By Timo Holmquist, Contributing Blogger
The Winter Olympics are upon us! Every four years, a bunch of talented athletes compete in a series of heart-stopping events for the sake of international cooperation and the spirit of competition. And while nearly every Olympic event is mired in some form of controversy (the selection of snowless Beijing is a head-scratcher), most events produce blockbuster moments that stay with us for years.
The summer and winter Olympics alternate, so every two years, we have an Olympics. The last summer Olympics were in 2020, so 2022 brings us the winter edition. There are winter Olympic staples like alpine skiing and hockey, but they only tell a partial story. Tucked into the two-week bonanza are lesser-known events that run the gamut from fascinating to downright bizarre. Let’s check out five lesser-known winter Olympic sports.
1. Ski Jumping
We’ll start with an event that’s been in the Olympics for years and is fairly well known but fascinating nonetheless. Unlike the downhill races, ski jumping is in a league of its own. Competitors start at the top of a massive ramp, gain an incredible amount of speed, and then leap into the air to see how far they can fly before landing in a base area. The ramps used in the 2022 Olympics come in two sizes. The normal hill is roughly 377 feet tall, and the larger hill is 446 feet tall. Watching athletes soar into the sky at highway speeds is a practice in anxiety management.
Another unique event at the Olympics—biathlon combines two seemingly unrelated disciplines; cross country skiing and target shooting. Racers have to make it around an exhausting cross-country course, stop at predetermine shooting stations, work to control rampant breathing, and make five successful target shots before getting back to skiing. Missing targets add time, which is a costly penalty since the lowest overall time decides the winner.
Curling is a team sport played on ice. Two teams take turns sliding granite stones towards a target painted on the ice with an inner and outer circle (Houses). You get points based on where the stone stops.
One player slides the stone from one end of the ice, using the space between the start line (Hack) and a subsequent line (Hog Line) to generate momentum. Holding onto the stone beyond the Hog Line is considered illegal.

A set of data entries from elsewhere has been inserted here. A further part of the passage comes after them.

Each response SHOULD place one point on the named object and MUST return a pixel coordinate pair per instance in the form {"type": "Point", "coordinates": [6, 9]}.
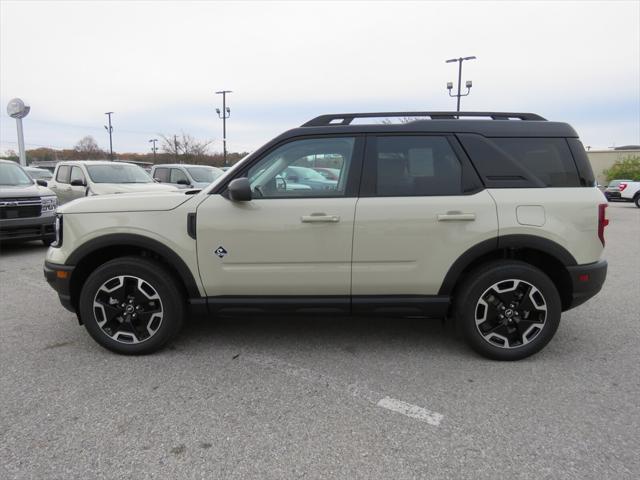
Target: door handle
{"type": "Point", "coordinates": [320, 218]}
{"type": "Point", "coordinates": [456, 216]}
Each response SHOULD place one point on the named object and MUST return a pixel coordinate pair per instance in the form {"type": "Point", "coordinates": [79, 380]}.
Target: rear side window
{"type": "Point", "coordinates": [411, 165]}
{"type": "Point", "coordinates": [548, 159]}
{"type": "Point", "coordinates": [64, 172]}
{"type": "Point", "coordinates": [161, 174]}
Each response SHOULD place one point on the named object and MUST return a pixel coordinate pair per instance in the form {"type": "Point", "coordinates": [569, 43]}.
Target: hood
{"type": "Point", "coordinates": [20, 191]}
{"type": "Point", "coordinates": [107, 188]}
{"type": "Point", "coordinates": [127, 202]}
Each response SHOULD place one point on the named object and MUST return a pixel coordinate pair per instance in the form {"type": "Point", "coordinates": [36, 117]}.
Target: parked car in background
{"type": "Point", "coordinates": [184, 175]}
{"type": "Point", "coordinates": [82, 178]}
{"type": "Point", "coordinates": [630, 192]}
{"type": "Point", "coordinates": [612, 192]}
{"type": "Point", "coordinates": [27, 207]}
{"type": "Point", "coordinates": [38, 173]}
{"type": "Point", "coordinates": [328, 173]}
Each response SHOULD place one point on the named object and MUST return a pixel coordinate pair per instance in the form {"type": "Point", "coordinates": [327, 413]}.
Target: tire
{"type": "Point", "coordinates": [132, 305]}
{"type": "Point", "coordinates": [525, 297]}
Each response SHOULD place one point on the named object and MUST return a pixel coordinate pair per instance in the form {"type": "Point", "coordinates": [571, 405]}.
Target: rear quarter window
{"type": "Point", "coordinates": [522, 162]}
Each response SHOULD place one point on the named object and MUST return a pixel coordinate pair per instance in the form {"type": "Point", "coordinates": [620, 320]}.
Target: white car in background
{"type": "Point", "coordinates": [184, 175]}
{"type": "Point", "coordinates": [82, 178]}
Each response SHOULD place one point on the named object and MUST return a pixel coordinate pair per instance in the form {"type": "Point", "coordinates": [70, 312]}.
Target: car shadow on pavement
{"type": "Point", "coordinates": [351, 334]}
{"type": "Point", "coordinates": [16, 248]}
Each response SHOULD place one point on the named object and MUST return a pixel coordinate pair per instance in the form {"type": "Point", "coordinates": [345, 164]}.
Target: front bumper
{"type": "Point", "coordinates": [59, 277]}
{"type": "Point", "coordinates": [587, 281]}
{"type": "Point", "coordinates": [31, 228]}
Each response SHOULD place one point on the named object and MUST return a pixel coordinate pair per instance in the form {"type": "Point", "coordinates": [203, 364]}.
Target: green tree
{"type": "Point", "coordinates": [628, 167]}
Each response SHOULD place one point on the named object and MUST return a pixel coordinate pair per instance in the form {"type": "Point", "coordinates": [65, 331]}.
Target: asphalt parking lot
{"type": "Point", "coordinates": [321, 398]}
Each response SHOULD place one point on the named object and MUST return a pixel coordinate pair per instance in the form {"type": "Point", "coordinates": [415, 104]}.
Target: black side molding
{"type": "Point", "coordinates": [191, 225]}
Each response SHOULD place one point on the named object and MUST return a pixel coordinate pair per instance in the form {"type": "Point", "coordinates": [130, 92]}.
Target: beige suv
{"type": "Point", "coordinates": [493, 221]}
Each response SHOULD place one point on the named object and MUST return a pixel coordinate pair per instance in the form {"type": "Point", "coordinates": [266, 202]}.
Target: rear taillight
{"type": "Point", "coordinates": [602, 221]}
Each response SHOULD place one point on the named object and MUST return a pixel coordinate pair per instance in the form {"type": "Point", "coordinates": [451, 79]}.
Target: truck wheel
{"type": "Point", "coordinates": [132, 305]}
{"type": "Point", "coordinates": [507, 310]}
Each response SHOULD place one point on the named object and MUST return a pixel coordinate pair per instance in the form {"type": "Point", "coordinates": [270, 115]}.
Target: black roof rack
{"type": "Point", "coordinates": [347, 118]}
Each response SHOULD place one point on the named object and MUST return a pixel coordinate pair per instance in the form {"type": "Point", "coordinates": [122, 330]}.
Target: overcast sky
{"type": "Point", "coordinates": [157, 64]}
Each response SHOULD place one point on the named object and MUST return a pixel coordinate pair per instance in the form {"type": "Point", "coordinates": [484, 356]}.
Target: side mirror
{"type": "Point", "coordinates": [239, 190]}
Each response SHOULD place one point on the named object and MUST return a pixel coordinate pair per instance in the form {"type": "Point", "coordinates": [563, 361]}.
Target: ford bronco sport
{"type": "Point", "coordinates": [493, 221]}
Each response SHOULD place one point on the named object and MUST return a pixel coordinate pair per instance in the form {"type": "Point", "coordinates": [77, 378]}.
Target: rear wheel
{"type": "Point", "coordinates": [507, 310]}
{"type": "Point", "coordinates": [132, 305]}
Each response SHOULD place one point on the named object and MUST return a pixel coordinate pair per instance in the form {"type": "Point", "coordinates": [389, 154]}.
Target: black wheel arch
{"type": "Point", "coordinates": [547, 255]}
{"type": "Point", "coordinates": [87, 257]}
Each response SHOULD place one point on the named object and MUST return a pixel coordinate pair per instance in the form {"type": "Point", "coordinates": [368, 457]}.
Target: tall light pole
{"type": "Point", "coordinates": [154, 149]}
{"type": "Point", "coordinates": [468, 84]}
{"type": "Point", "coordinates": [110, 130]}
{"type": "Point", "coordinates": [18, 109]}
{"type": "Point", "coordinates": [226, 113]}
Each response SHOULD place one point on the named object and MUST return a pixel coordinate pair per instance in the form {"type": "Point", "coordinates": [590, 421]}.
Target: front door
{"type": "Point", "coordinates": [294, 238]}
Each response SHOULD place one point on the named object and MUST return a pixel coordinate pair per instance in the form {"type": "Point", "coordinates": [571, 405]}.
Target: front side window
{"type": "Point", "coordinates": [64, 172]}
{"type": "Point", "coordinates": [76, 174]}
{"type": "Point", "coordinates": [178, 176]}
{"type": "Point", "coordinates": [118, 174]}
{"type": "Point", "coordinates": [161, 174]}
{"type": "Point", "coordinates": [290, 170]}
{"type": "Point", "coordinates": [412, 165]}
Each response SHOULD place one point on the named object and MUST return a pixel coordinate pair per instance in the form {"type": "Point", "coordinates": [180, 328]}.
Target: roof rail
{"type": "Point", "coordinates": [347, 118]}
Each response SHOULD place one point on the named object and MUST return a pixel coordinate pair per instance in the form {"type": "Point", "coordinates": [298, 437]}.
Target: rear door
{"type": "Point", "coordinates": [421, 207]}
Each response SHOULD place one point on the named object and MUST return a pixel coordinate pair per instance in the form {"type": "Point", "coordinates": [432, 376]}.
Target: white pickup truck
{"type": "Point", "coordinates": [630, 191]}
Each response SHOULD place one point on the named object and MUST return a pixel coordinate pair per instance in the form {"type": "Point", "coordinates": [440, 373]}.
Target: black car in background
{"type": "Point", "coordinates": [27, 207]}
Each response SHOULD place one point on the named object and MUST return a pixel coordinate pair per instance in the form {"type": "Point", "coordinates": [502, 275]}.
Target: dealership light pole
{"type": "Point", "coordinates": [226, 113]}
{"type": "Point", "coordinates": [110, 130]}
{"type": "Point", "coordinates": [468, 84]}
{"type": "Point", "coordinates": [154, 149]}
{"type": "Point", "coordinates": [18, 109]}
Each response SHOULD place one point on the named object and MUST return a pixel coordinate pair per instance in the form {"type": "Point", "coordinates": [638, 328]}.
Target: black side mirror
{"type": "Point", "coordinates": [239, 190]}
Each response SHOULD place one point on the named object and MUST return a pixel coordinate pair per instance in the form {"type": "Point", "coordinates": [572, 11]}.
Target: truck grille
{"type": "Point", "coordinates": [20, 207]}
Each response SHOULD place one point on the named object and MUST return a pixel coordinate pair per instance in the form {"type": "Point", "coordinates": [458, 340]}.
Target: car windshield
{"type": "Point", "coordinates": [204, 174]}
{"type": "Point", "coordinates": [12, 174]}
{"type": "Point", "coordinates": [118, 174]}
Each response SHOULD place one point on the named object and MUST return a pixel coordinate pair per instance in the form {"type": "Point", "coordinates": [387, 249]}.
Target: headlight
{"type": "Point", "coordinates": [58, 228]}
{"type": "Point", "coordinates": [49, 204]}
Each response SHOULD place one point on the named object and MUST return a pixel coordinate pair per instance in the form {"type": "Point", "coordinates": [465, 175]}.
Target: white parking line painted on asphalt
{"type": "Point", "coordinates": [410, 410]}
{"type": "Point", "coordinates": [355, 390]}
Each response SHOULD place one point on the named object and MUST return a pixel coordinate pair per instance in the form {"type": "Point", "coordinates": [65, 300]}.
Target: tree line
{"type": "Point", "coordinates": [178, 148]}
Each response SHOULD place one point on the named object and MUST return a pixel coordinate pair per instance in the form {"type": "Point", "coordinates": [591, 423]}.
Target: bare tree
{"type": "Point", "coordinates": [185, 147]}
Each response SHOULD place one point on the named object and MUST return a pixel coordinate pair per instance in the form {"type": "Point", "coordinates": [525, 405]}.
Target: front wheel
{"type": "Point", "coordinates": [507, 310]}
{"type": "Point", "coordinates": [132, 305]}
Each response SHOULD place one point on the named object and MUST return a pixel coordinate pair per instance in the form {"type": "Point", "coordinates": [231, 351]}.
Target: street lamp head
{"type": "Point", "coordinates": [17, 108]}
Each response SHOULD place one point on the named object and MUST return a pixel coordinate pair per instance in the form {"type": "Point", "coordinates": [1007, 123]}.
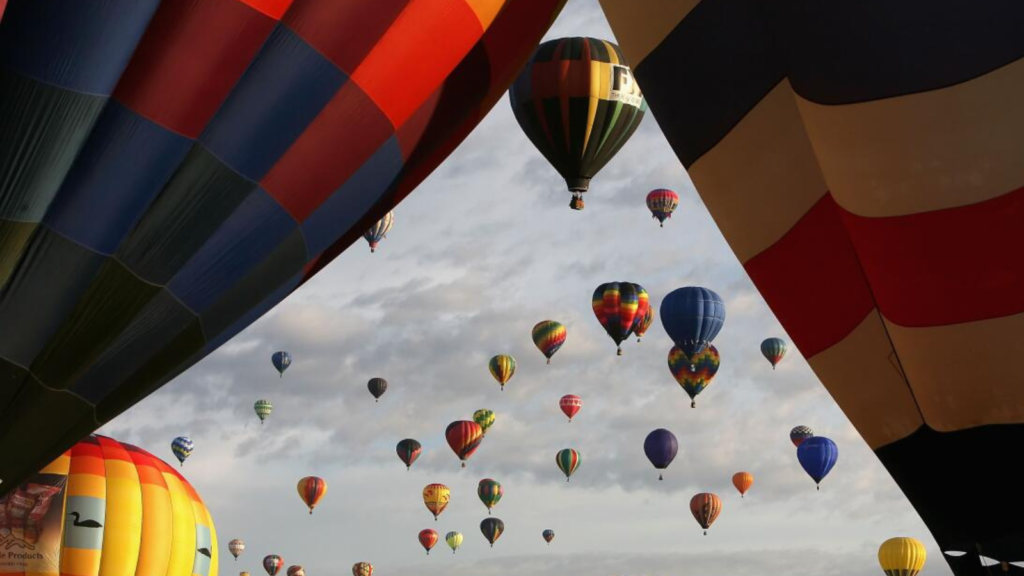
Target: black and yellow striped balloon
{"type": "Point", "coordinates": [578, 103]}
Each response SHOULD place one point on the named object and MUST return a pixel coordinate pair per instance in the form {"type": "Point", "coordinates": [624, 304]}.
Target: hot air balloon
{"type": "Point", "coordinates": [492, 529]}
{"type": "Point", "coordinates": [799, 435]}
{"type": "Point", "coordinates": [428, 538]}
{"type": "Point", "coordinates": [773, 350]}
{"type": "Point", "coordinates": [548, 337]}
{"type": "Point", "coordinates": [436, 496]}
{"type": "Point", "coordinates": [281, 360]}
{"type": "Point", "coordinates": [742, 482]}
{"type": "Point", "coordinates": [187, 171]}
{"type": "Point", "coordinates": [567, 460]}
{"type": "Point", "coordinates": [617, 305]}
{"type": "Point", "coordinates": [454, 540]}
{"type": "Point", "coordinates": [409, 450]}
{"type": "Point", "coordinates": [485, 418]}
{"type": "Point", "coordinates": [706, 507]}
{"type": "Point", "coordinates": [236, 546]}
{"type": "Point", "coordinates": [181, 447]}
{"type": "Point", "coordinates": [641, 328]}
{"type": "Point", "coordinates": [694, 374]}
{"type": "Point", "coordinates": [377, 387]}
{"type": "Point", "coordinates": [817, 455]}
{"type": "Point", "coordinates": [692, 317]}
{"type": "Point", "coordinates": [502, 368]}
{"type": "Point", "coordinates": [272, 564]}
{"type": "Point", "coordinates": [570, 405]}
{"type": "Point", "coordinates": [311, 489]}
{"type": "Point", "coordinates": [379, 231]}
{"type": "Point", "coordinates": [55, 522]}
{"type": "Point", "coordinates": [859, 260]}
{"type": "Point", "coordinates": [263, 409]}
{"type": "Point", "coordinates": [662, 203]}
{"type": "Point", "coordinates": [578, 103]}
{"type": "Point", "coordinates": [660, 448]}
{"type": "Point", "coordinates": [902, 557]}
{"type": "Point", "coordinates": [464, 437]}
{"type": "Point", "coordinates": [491, 492]}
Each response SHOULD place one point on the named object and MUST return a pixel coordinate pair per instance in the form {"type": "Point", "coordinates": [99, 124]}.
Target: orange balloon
{"type": "Point", "coordinates": [742, 482]}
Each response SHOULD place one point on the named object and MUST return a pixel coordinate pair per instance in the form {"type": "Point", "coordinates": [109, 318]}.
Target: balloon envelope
{"type": "Point", "coordinates": [165, 184]}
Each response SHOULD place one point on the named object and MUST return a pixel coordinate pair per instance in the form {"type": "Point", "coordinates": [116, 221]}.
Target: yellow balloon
{"type": "Point", "coordinates": [902, 557]}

As the stone takes off, two team members follow with brushes. The friction between the stone and the ice causes it to slow down, so the job of the sweepers is to brush the ice in front of the stone to allow it to travel farther. The two sweepers stop brushing when the “skip” (aka captain) thinks the momentum is good enough to get the stone into the target area. If the stone stops in one of the houses, it stays there. However, the other team then goes and has a chance to knock their opponent's stone out of the target area. It’s a strange and thoroughly entertaining sport.
In the same realm as luge, racers use a sled to fly down an icy course shaped like a frozen half-pipe waterslide with twists, turns, and a downhill pitch. Skeleton differs from luge because, unlike luge (where a competitor lies on the sled face up), one solo competitor takes off at a run, holding their sled in front of them and dives onto it stomach first in order to get more speed. Racers then hold on for dear life as their sled sends them through the course. Athletes often exceed 80 miles per hour, and crashes can be particularly scary to watch. It’s a high-stakes sport with nearly zero padding for the racers (except a helmet) and a reliance on aerodynamics to get the fastest time.
5. Double Luge
Rounding out our list, we have the double luge. This one is strange because it involves two people. One team has two members, lying more or less on top of each other on one sled. Aside from the goofy-looking visual—with more weight, you can attain a faster speed than racing solo. The heavier luger is usually on the bottom, and their contribution is simply being heavier. The driver, or the lighter person, is tucked in-between the legs of the other person and responsible for “driving” or steering the sled. There are strict weight limitations to keep everyone within the same competitive range.